Page:Léo Taxil et Paul Foucher - La religion du crime.djvu/20

Cette page a été validée par deux contributeurs.


CHAPITRE PREMIER


L’ATELIER DU « TRAVAIL ÉDIFIANT »


— Frotte, frotte, frotte !… Allons, les polisseuses !… On est pressé. Il ne s’agit pas de s’endormir sur le rouge anglais. Travaillons, mademoiselle Irma ! Quand aurez-vous terminé cette parure ? Vous savez que Mme de Salmy la réclame. Elle veut l’avoir après-demain.

— Il faut le temps, monsieur Bec, dit Irma, et il ne suffit pas de crier : Frotte, frotte, frotte ! pour que l’ouvrage se fasse.

— Si vous n’étiez pas restée une heure un quart à déjeuner, répliqua Bec, vous seriez plus en avance. Mais je vous ai vue tantôt devant la boutique des Cingali, regardant à travers les vitres un nommé Jeanseul, une espèce de poète complètement toqué.

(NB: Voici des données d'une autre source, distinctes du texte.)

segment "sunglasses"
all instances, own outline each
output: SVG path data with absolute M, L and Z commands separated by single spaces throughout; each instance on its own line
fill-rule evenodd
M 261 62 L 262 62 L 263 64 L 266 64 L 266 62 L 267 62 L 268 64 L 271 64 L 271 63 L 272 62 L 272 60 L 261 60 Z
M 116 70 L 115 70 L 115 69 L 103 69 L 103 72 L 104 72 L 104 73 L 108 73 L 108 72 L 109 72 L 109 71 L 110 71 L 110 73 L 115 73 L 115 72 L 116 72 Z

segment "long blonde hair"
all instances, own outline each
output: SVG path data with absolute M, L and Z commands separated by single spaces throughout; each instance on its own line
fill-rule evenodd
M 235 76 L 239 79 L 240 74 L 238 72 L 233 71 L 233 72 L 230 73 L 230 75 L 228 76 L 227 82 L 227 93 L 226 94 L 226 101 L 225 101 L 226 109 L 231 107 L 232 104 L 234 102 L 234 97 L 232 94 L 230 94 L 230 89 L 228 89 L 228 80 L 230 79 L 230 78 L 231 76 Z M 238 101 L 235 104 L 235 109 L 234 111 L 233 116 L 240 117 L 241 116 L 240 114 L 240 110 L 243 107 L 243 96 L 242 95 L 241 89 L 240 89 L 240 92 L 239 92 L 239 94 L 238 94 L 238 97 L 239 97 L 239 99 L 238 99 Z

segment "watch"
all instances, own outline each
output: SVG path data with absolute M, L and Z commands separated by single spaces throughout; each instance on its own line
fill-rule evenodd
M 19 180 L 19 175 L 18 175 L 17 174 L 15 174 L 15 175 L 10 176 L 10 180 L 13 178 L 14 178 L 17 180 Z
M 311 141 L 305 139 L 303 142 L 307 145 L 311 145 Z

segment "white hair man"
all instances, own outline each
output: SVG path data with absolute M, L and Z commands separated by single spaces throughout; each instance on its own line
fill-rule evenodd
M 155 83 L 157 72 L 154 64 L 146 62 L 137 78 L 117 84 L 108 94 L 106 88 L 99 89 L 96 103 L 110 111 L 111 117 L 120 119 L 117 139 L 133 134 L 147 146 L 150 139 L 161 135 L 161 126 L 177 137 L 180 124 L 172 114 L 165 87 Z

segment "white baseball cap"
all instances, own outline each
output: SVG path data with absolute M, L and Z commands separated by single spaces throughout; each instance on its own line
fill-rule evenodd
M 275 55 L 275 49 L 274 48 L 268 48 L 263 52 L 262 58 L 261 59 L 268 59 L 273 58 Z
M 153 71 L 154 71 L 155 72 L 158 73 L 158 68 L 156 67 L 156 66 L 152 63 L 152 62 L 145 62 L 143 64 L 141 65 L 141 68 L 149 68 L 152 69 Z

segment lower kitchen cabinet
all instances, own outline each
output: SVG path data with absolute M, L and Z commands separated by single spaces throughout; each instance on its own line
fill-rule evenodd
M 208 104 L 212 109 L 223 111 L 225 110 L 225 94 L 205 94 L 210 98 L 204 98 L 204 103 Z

Vous étiez là, bouche béante, ayant l’air d’attendre le Messie.

— C’est un joli garçon, répondit Irma.

Et elle ajouta en riant :

— Pas le Messie… M. Jeanseul… Et puis, il paraît qu’il s’appelle Maximilien… J’aime son nom… C’est comme Robespierre, dont il est question dans une histoire que j’ai lue un jour sur un papier où le charcutier m’avait mis deux sardines.

— Et vous, mademoiselle Aimable, dit le patron en se tournant vers une petite bossue qui, hissée sur une haute chaise d’enfant, polissait un bracelet, avez-vous bientôt fini ?

— Je frotte assez, Dieu merci, dit Aimable. Je frotte depuis huit heures du matin, et il est neuf heures du soir.

— Je vais vous plaindre…

— Si vous frottiez depuis que je frotte, vous auriez la danse de saint Guy. Mon cabron n’arrête pas…

— Poussez votre cabron et retenez votre langue.